Our Comparative Biomedical Sciences Graduate Program is unique in its ability to offer extensive interdisciplinary training through highly effective liaisons with graduate faculty at other colleges of NC State University as well as with those of nearby Duke University and the University of North Carolina at Chapel Hill. Many of the program’s faculty are also members of other university-wide graduate training programs, such as biotechnology, genomics, immunology, physiology, toxicology, and zoology. This provides a large variety of course offerings that embrace a considerable range of subject areas. Our graduates have become college deans, military generals and FDA senior leaders.

We Are Life-Changers

We Target Cancer

At NC State, we are unmatched in our cancer research and available treatments, offering medical, radiation and surgical oncology.  Our Zoological Oncology and Therapeutics Lab focuses on cancer across zoological species, including companion animals such as rabbits, ferrets, snakes, lizards and birds as well as species that live in zoos. Our equine team is using a new approach to treat malignancies in horses called high frequency irreversible electroporation or H-FIRE, which involves placing electrodes directly into tumors then delivering electrical pulses specifically tuned to target cell and organelle membranes, killing cancer cells but sparing the tissue architecture. H-FIRE also lets us treat standing sedated rather than anesthetized horses, a huge advantage over comparable treatments.

Conquer Pain

In veterinary medicine, chronic pain is not well understood and often underdiagnosed, and the first step to a breakthrough is establishing methods to measure pain. The work of B. Duncan X. Lascelles, professor of translational pain research and Dr. J. McNeely and Lynne K. DuBose Distinguished Professorship in Musculoskeletal Health, has helped us learn how to reliably measure chronic pain in naturally occurring chronic disease in animals and subsequently test novel therapeutics for pain relief. Recent work from our Translational Research in Pain Program significantly contributed to the first FDA-approved treatment for osteoarthritis pain in cats.

Acknowledge Aging

Natasha Olby, professor of neurology and neurosurgery and Dr. Kady M. Gjessing and Rahna M. Davidson Distinguished Chair in Gerontology, leads the nation’s first veterinary gerontology program. Her research examines changes in cognition, sensory function, postural stability, mobility and frailty in elderly dogs. The team has developed novel measures of age-related changes, and its work has highlighted the similarities in the neuro-aging process between dogs and humans. Geriatric medicine is now part of our veterinary student curriculum.

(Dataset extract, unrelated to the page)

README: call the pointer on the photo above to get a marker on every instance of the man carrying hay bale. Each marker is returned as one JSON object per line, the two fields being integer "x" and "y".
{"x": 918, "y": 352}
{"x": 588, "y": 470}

Provide Comprehensive Care

Our clinic offers extracorporeal services including hemodialysis, hemoperfusion and plasmapheresis  for all diseases. We also offer state-of-the-art equine and canine sports medicine and rehabilitation, and our hospital serves as a Spinal Cord Injury center for dogs.

Support the Family

The NC State Veterinary Hospital believes in supporting the entire animal family during stressful and difficult times, and we have dedicated Family and Community Resources, including licensed clinical social workers, to assist our clients. Our veterinary social worker specializes in human-animal relationships, traumatic loss and grief counseling.

Tackle Ethical Questions

We created one of the nation’s first veterinary clinical ethics committees to help when we have difficult decisions to make. Advances in veterinary technology mean pet owners have an ever-increasing array of treatment options for their pets. However, more options can lead to complex situations and difficult questions about care goals and quality of life that must be navigated by veterinary caregivers and pet owners.